Globally unique client id

dmonad · December 14, 2020, 5:55pm

It is not about the encoding-overhead of using strings. A variable-length integer is basically a special variable-length string. The reason why I chose numbers instead is because they are natively comparable (which is important for CRDTs). String comparison is not as well defined (i.e. utf8 comparison on different systems). The other reason is that numbers (doubles) are primitive data types in JavaScript. Primitive data types don’t need a reference and are stored on the stack. If they are stored on an object (e.g. the ID object) then they are stored on the ID instance, not somewhere else on the stack. There are actually more arguments. But it narrows down to performance and compatibility. I don’t see an advantage in using strings.
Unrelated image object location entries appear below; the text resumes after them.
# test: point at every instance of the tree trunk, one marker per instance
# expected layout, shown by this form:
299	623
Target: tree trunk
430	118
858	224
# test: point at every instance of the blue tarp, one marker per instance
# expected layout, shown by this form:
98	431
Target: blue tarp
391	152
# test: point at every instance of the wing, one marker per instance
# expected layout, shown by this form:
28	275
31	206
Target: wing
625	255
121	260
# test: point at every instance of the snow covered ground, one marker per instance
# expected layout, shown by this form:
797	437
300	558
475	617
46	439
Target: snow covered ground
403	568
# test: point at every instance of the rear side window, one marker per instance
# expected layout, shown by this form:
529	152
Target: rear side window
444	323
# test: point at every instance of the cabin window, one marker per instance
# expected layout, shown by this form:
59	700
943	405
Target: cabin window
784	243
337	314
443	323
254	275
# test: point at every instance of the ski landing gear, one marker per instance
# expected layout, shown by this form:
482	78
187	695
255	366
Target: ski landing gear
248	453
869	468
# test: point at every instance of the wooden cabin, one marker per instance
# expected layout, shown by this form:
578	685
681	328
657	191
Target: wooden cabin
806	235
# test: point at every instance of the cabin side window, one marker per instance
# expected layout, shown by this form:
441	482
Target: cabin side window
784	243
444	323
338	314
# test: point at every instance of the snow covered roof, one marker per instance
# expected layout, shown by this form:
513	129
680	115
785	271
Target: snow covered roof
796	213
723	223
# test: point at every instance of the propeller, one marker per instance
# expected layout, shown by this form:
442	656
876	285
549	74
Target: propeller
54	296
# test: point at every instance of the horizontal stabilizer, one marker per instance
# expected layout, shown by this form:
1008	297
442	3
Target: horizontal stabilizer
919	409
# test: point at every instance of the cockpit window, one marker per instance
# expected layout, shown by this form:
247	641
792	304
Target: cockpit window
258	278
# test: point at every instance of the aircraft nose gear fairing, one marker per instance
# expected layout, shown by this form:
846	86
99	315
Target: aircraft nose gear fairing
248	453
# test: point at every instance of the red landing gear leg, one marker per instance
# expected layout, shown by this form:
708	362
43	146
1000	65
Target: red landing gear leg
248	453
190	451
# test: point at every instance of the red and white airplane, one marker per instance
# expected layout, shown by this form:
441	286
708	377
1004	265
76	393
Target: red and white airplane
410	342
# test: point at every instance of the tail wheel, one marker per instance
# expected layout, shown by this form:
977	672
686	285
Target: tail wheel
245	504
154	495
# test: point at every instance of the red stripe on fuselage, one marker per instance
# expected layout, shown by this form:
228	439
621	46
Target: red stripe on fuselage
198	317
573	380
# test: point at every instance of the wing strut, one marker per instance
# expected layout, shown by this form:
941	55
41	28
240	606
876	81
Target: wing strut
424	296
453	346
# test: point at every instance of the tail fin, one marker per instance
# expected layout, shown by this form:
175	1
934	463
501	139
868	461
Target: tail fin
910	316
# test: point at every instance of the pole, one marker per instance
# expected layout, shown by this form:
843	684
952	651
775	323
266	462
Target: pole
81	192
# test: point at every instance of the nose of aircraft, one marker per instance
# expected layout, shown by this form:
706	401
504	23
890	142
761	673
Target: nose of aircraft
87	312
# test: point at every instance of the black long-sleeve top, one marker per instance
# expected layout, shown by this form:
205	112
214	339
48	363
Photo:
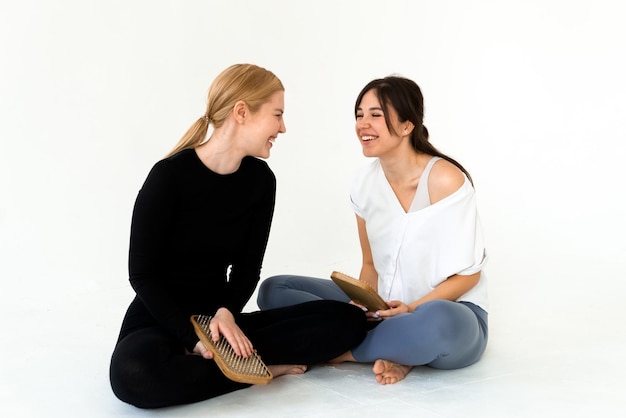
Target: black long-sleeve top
190	227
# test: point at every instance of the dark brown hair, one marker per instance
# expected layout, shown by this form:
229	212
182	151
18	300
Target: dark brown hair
405	97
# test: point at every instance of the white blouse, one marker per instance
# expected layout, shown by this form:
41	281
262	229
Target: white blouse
414	252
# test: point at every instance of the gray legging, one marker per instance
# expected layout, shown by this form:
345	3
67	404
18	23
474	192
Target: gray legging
440	333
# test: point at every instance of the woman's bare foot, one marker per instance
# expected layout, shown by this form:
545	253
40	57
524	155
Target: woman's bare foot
387	372
282	369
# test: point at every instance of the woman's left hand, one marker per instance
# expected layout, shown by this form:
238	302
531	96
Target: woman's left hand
396	307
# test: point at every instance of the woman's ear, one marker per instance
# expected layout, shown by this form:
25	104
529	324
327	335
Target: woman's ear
241	111
408	128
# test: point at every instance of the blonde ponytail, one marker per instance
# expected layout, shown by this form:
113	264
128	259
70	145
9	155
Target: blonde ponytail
194	136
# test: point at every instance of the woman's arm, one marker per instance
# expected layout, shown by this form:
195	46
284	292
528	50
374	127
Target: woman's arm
450	289
368	272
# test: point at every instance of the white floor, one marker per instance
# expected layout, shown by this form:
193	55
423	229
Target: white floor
557	349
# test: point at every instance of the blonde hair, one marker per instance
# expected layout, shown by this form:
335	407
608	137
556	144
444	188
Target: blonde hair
252	84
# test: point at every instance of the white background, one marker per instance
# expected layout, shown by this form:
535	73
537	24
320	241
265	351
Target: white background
527	95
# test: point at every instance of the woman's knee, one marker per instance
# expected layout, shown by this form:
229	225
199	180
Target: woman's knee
268	289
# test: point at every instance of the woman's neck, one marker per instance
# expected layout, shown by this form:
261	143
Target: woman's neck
220	154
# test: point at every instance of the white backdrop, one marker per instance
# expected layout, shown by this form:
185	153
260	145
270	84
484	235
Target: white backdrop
528	95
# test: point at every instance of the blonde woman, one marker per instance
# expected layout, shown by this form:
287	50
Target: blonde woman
199	231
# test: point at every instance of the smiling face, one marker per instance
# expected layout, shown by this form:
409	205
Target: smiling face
372	130
265	125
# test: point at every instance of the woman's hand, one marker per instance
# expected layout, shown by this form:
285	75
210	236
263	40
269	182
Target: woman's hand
395	308
223	323
201	350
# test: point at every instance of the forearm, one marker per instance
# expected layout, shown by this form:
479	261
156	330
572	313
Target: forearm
450	289
369	275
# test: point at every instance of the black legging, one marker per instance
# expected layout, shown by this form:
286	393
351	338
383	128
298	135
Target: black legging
150	369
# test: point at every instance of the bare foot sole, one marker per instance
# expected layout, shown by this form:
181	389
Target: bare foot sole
282	369
387	372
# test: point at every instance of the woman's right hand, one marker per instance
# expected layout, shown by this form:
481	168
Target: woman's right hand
223	323
371	316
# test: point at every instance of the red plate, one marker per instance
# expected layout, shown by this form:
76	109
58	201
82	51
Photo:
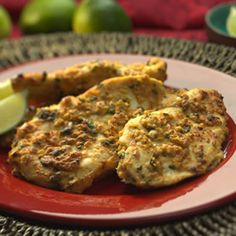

You find more information about Yjs internals on the documentation website: Internals | Yjs Docs

In the video, we shortly go through the encoding approach. But I really didn’t describe it in detail. It is rather complicated and probably deserves a dedicated article. I developed a dedicated library for encoding/decoding of document updates that contains different RLE encoders and an opinionated approach to work with data (GitHub - dmonad/lib0: Monorepo of isomorphic utility functions - encoding.js/decoding.js).

Yeah, in any case, we need to ensure this - even in Yjs. 53 bit should be more than enough, especially with a relatively low number of collaborators.